No, it's just a matter of taste… but then there are generally accepted views on what is good and bad taste!
That's definitely influenced by the use of tools like the colour wheel, and from cultural influence. But then maybe a colour combination that I would find horrific, might appeal to somebody else, so there's always exceptions to any rule.
It can also be confusing because from Adobe's perspective we're talking about colours that you see on a screen, which are additive colours. That brings us to RGB and CMYK, which are completely different ways that colour is reproduced.
All colours that are based on emitting light are called additive colour, and it puts together the colours red, green and blue. Then there's the reflective colour system that, well, reflects light!
The magazine cover in front of you uses reflective colour based on cyan, magenta, yellow and black. Of course, we see differences in the colours when they move from one system to another.
Focusing on RGB, if you go into Adobe Colour CC [formerly Adobe Kuler] you can make colour schemes using a colour wheel. What's more, with Colour CC, you can pick a reflective colour, from 'real life', and bring it into CC, converting it into an additive colour and then create a colour theme from it.
So you pick a set of colours from life and bring it into your work?
Adobe Color CC is a capture app, yes. I can use it directly on my smartphone, and capture colours that are around me, maybe a beautiful flower, and I can take colours directly from that image and save them as a colour theme that is then populating my Creative Cloud Libraries.
I can use the theme in Photoshop, Illustrator and InDesign, and other mobile apps like Adobe Photoshop Sketch CC, or Adobe Illustrator Draw CC.
You can use it in different ways. If you go to the site, there's a beautiful colour wheel where you have some points where you can move over that colour wheel and really define a colour theme until it's perfect for the work that you want to do.
I can create monochromatic colour themes, or use complementary colours, that is coming from opposite sides of colour wheel, or shades of a specific colour...
What did you learn from the black and blue dress debate?
Initially, it freaked me out. I thought, "how can anyone see anything else but B&B." And I asked my son who hadn't heard anything about it, and he swore that it was white and gold. How is that even possible?!
I found it fascinating because it makes you question everything about colour, right?! All the questions got asked and people started thinking about it in a very interesting way…
So, the different ways we see colour can be just the way our eyes work?
Absolutely.
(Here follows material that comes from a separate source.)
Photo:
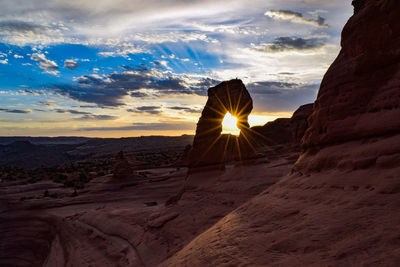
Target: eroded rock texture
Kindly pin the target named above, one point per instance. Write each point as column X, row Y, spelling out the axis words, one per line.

When you look at the cross section of the human eye, there's an image going through the cornea, and hitting the iris, through the lens then getting rotated then onto the retina, inverted, and then the brain has to put this all together!
Thinking about the complexity of all these steps, plus adding the complexity of colour, it makes total sense that we can't possibly all see the same thing.
Then there's colour blindness...
Well actually, I'm a graphic designer with red/green colour blindness. I think around 5 per cent of the male population has it. This is the inability to understand some browns… when red and green get mixed together it gets difficult.
In design school I was told, 'Rufus, you're never going to be a designer.' Then I realised that this is not a problem at all. Having this red/green colour blindness gave me other superpowers!
For example, the differences in tone. Tonality is something that I see much better than a non-colour blind person. The shades of colours, I perceive much more depth as far as shades…
We have shades that go from white to black, all the shades in-between I have a very good sense of how they work, and can express them very well. Colour blindness does not bloke creativity.
And for those people who are not colour blind, but want to experience how a colour blind person sees, they can go into Illustrator or Photoshop, into Tool Set up, and choose the Colour Blind option!